Berlin (dani) - Nein, Fler und Farid Bang werden in diesem Leben wohl keine Freunde mehr. Wobei ... wer weiß schon mit hundertprozentiger Sicherheit, ob beide nicht einträchtig miteinander hinter den Kulissen sitzen, sich angesichts des Wirbels, den sie wieder erfolgreich losgetreten haben, gegenseitig auf die Schultern schlagen und sich über die Gratis-Promo freuen? Mit Blick auf Flers Geschichte lässt sich jedenfalls keineswegs ausschließen, dass er seine Fäustchen nur zu dem Behufe ballt, um ausgiebig hineinzukichern.

Mit einem offenen Brief an Farid Bang sorgte Fler vergangene Woche für den jüngsten Sturm im Wasserglas. Er zog darin eine Grenze zwischen "uns Deutschen" und "Leuten wie Dir", die "aufgrund Deiner Nationalität besser aufpassen was du sagst als Gast". Da heißt es unter anderem: "Deutschland meint es gut mit Leuten wie Dir und deswegen lassen wir auch noch mehr Asylanten in unser Land."

Bewährte Masche

Fler besinnt sich mit seinem Facebook-Posting sichtlich auf gute, alte Aggro Berlin-Tage. Schon damals ging das ausgefuchste Promo-Konzept für sein Debütalbum "Neue Deutsche Welle", mit deutschtümelnden Provokationen das Scheinwerferlicht auf sich zu ziehen, blendend auf. Bei weitem nicht nur Rap-Medien schrieben über den vermeintlichen "Nazi-Rapper", der versuche, den rechten Rand des Fan-Spektrums abzufischen.

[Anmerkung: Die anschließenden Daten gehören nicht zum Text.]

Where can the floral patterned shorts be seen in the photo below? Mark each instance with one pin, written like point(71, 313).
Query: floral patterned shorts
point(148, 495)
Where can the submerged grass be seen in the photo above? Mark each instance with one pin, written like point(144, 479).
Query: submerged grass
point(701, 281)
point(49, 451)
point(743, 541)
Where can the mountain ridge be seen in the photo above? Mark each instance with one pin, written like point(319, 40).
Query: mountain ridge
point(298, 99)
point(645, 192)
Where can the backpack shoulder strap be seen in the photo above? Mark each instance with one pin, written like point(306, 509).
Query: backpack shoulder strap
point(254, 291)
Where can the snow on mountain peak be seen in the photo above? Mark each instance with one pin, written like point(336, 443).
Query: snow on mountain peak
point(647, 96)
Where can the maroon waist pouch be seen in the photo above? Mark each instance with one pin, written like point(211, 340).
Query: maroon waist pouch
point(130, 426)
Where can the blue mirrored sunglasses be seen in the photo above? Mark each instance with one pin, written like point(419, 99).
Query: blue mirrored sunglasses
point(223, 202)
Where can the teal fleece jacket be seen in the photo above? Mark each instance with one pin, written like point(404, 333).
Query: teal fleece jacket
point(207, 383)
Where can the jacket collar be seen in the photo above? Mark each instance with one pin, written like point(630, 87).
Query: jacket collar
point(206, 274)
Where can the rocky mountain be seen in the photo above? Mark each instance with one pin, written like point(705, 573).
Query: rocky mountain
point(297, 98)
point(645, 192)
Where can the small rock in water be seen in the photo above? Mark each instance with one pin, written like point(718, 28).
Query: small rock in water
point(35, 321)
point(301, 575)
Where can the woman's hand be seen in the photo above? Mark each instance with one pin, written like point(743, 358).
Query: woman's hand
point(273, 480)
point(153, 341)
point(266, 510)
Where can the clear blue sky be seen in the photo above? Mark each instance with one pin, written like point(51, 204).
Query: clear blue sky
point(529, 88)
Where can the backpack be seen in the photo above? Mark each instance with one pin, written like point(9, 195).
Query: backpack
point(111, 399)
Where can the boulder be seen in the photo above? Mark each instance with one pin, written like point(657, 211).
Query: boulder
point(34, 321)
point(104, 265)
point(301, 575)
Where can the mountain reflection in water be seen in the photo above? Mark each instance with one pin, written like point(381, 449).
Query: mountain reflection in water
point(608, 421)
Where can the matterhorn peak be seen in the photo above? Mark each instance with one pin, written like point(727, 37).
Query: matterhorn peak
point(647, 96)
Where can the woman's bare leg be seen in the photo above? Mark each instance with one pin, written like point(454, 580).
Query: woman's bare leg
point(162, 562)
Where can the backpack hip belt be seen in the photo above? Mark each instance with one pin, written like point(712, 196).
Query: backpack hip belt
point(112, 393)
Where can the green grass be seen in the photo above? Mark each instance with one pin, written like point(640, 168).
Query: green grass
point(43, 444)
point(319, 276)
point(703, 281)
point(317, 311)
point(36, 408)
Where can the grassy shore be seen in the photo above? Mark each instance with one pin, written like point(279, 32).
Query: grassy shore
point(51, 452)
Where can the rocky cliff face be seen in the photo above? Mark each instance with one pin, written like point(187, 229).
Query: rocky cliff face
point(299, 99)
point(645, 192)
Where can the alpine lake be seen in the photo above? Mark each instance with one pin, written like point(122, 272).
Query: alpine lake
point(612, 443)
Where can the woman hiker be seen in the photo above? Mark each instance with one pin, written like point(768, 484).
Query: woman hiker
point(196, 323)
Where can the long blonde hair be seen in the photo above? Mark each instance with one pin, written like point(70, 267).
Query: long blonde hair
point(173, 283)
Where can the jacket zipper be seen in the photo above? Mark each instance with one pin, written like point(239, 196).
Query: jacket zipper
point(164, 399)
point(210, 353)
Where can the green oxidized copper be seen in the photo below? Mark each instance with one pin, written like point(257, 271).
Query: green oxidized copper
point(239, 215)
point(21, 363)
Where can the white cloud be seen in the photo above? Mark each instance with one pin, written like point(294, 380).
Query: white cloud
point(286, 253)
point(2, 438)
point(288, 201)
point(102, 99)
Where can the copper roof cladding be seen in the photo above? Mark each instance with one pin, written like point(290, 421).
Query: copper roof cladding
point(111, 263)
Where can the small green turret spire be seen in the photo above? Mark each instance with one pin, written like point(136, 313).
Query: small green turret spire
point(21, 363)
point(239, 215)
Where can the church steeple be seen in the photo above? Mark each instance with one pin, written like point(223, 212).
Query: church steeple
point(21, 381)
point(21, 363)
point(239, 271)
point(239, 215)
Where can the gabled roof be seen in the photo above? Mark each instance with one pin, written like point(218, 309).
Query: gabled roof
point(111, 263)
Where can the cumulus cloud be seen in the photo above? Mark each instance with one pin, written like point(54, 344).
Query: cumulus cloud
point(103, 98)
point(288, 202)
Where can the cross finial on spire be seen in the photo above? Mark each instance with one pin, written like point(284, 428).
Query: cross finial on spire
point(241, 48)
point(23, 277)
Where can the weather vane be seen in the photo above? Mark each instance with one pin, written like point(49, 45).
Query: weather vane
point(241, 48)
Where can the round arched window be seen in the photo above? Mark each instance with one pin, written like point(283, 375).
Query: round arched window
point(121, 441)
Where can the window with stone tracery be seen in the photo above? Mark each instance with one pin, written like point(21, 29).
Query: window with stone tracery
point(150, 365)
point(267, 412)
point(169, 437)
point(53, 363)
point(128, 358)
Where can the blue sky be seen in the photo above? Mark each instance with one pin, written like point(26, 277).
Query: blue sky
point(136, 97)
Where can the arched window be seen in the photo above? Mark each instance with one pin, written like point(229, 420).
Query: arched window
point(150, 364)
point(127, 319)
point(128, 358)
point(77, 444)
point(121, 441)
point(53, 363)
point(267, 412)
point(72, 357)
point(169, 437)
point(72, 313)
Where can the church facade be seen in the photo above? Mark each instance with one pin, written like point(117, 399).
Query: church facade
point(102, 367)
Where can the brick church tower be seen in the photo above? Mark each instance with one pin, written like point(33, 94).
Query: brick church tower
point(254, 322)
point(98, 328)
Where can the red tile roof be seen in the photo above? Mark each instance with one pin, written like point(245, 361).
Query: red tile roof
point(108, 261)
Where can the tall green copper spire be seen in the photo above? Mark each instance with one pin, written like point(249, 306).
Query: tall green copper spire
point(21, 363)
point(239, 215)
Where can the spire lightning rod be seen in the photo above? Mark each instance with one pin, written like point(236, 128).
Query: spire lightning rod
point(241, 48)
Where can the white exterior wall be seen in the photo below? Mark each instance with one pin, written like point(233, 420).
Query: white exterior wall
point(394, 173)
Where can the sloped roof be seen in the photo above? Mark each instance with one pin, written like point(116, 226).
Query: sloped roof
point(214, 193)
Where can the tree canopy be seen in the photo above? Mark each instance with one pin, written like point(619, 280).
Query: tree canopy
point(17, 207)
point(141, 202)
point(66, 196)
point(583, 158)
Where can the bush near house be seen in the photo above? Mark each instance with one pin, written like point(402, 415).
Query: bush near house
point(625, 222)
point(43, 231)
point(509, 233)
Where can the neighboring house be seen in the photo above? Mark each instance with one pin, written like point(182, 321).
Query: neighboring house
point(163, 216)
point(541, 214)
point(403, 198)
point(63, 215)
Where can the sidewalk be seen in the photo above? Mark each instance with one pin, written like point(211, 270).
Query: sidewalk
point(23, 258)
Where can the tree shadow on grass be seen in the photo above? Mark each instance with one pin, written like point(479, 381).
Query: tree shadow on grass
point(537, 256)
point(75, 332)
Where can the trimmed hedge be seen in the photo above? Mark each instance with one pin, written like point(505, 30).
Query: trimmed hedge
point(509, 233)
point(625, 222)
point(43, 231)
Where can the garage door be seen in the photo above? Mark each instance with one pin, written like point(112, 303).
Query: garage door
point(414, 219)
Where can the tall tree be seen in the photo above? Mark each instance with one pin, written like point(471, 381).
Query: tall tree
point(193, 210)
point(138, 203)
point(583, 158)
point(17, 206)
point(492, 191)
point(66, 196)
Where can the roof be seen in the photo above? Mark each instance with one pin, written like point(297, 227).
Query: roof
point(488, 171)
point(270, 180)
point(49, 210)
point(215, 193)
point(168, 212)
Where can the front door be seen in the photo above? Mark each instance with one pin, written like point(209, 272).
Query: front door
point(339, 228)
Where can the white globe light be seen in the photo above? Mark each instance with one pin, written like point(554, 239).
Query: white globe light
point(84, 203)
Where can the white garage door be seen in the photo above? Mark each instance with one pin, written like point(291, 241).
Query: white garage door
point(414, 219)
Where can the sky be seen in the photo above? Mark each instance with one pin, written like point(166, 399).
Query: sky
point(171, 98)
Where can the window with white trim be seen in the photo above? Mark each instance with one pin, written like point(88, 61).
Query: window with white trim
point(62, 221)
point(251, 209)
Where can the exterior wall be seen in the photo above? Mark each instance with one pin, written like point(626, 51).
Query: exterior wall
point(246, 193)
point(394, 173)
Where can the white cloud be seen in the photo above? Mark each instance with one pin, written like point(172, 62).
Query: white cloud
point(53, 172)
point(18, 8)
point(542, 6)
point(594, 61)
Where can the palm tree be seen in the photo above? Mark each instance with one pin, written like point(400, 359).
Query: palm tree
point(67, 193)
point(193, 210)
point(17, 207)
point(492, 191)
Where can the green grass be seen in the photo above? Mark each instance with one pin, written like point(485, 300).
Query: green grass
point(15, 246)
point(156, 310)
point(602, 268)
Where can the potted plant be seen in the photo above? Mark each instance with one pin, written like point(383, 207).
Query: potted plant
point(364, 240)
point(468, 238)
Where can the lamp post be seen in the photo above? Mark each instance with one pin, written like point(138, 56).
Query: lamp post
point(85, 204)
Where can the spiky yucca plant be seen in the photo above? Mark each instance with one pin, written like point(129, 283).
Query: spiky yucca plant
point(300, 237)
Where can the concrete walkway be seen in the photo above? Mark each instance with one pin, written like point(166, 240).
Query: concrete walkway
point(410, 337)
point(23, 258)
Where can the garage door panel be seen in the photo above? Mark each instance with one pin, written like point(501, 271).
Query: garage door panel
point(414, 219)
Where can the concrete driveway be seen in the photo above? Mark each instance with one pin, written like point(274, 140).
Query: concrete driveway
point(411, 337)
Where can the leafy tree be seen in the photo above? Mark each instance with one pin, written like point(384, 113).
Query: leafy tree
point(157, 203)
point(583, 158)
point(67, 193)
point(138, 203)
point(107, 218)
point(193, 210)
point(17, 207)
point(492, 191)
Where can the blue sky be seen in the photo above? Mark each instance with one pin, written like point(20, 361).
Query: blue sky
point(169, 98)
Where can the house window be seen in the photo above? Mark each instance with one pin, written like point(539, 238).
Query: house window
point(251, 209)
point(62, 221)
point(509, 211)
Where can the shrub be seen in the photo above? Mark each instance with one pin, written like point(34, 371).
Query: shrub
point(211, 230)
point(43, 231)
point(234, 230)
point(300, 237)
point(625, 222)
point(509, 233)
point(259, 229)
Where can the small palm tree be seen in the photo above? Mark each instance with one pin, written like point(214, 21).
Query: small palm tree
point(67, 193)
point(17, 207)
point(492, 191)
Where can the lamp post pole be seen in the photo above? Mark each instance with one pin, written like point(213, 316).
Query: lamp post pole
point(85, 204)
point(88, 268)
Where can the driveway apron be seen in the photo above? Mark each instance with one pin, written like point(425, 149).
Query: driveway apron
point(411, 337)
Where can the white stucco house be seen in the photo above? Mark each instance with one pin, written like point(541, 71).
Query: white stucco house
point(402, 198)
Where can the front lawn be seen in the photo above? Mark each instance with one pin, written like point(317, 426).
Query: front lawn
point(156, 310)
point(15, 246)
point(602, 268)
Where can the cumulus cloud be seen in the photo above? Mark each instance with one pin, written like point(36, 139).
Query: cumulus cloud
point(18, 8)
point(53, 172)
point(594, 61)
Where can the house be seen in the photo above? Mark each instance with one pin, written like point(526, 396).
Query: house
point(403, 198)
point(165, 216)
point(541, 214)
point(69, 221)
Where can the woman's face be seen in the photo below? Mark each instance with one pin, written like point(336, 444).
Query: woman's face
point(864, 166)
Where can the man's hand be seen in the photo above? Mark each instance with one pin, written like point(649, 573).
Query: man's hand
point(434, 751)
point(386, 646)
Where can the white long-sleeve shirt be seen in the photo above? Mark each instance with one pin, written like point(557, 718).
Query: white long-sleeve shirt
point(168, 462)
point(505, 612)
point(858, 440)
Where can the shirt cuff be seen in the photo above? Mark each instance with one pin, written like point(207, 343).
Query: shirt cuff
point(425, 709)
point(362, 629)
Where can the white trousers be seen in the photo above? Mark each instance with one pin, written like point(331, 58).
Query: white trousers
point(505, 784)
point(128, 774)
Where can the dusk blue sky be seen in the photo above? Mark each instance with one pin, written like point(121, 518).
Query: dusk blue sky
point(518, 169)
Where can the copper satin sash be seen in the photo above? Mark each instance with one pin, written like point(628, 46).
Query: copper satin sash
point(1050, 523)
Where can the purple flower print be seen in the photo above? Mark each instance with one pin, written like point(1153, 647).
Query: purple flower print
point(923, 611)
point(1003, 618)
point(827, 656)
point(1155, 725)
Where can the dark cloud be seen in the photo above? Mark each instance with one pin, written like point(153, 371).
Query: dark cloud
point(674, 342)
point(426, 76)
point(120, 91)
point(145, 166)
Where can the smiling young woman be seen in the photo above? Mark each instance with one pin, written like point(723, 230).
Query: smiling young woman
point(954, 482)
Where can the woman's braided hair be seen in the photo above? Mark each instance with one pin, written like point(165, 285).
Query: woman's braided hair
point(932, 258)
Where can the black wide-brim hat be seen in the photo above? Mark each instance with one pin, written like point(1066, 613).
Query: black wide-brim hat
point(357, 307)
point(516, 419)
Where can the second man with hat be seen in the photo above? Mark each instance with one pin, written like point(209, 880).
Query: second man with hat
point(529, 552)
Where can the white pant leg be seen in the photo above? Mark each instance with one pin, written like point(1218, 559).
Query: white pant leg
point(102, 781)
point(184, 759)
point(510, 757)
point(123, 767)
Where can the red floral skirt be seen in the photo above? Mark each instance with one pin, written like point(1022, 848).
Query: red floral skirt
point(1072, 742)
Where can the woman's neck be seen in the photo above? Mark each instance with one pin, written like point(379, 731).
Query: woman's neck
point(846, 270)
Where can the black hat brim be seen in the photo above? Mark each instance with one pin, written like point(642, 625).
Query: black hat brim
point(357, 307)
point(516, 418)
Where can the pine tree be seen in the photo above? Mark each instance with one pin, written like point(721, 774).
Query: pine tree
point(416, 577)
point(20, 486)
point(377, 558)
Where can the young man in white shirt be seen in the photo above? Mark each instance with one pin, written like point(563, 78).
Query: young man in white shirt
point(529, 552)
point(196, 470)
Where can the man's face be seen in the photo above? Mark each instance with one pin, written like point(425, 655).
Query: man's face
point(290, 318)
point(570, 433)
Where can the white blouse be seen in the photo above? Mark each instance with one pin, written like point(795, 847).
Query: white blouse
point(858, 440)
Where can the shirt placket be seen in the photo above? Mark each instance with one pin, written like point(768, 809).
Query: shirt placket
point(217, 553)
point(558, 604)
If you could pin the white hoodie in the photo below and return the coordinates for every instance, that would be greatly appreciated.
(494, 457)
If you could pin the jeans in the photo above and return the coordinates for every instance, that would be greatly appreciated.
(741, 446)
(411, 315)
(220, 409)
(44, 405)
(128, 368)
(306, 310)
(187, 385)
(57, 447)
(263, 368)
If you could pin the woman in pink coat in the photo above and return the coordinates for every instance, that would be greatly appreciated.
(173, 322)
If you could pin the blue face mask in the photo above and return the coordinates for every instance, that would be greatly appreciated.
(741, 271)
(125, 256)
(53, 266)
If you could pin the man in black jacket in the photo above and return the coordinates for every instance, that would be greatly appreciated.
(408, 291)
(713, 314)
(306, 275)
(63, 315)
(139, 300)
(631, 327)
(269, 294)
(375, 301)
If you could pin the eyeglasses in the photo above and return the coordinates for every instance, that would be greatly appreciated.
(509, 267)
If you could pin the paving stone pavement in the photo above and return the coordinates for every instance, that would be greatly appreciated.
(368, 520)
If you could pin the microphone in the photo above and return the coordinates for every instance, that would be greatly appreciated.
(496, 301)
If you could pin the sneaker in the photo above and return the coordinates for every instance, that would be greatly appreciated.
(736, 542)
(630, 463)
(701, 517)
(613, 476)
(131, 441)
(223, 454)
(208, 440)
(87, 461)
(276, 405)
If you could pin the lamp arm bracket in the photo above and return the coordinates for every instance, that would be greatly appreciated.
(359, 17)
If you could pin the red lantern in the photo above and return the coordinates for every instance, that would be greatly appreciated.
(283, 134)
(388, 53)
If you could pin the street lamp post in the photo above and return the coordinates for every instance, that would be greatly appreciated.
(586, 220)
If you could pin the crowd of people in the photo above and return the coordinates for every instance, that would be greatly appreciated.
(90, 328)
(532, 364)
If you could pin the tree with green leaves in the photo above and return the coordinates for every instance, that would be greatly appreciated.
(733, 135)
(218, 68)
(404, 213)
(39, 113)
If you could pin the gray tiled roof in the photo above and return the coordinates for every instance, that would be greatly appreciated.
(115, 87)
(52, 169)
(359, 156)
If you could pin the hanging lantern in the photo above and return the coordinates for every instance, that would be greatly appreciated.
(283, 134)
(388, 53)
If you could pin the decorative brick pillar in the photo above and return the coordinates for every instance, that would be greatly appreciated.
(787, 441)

Inzwischen hat Fler nach diversen anderen Veröffentlichungen diesen Faden wieder aufgenommen, "Neue Deutsche Welle 2" unters Volk gebracht, und nun offenbar beschlossen, für das bereits drohende nächste Album "Frank White" auch die damals so wirksame Werbestrategie wieder aufzuwärmen. So weit, so langweilig.

"Was hast du beigetragen?"

Doch siehe: Es funktioniert nach wie vor. Die Reaktionen auf Flers Posting ließen nicht lange auf sich warten. Unter den Tausenden Kommentaren fand sich ein ausführliches Antwortschreiben von Majoe. Die hier demonstrierten Formulierungskünste lassen entweder auf einen hochqualifizierten Ghostwriter schließen, oder aber künden von erheblichem schauspielerischen Talent (anders lässt sich kaum erklären, wie Kollegahs Sidekick bisher glaubhaft das komplette Hohlbrot verkörpern konnte).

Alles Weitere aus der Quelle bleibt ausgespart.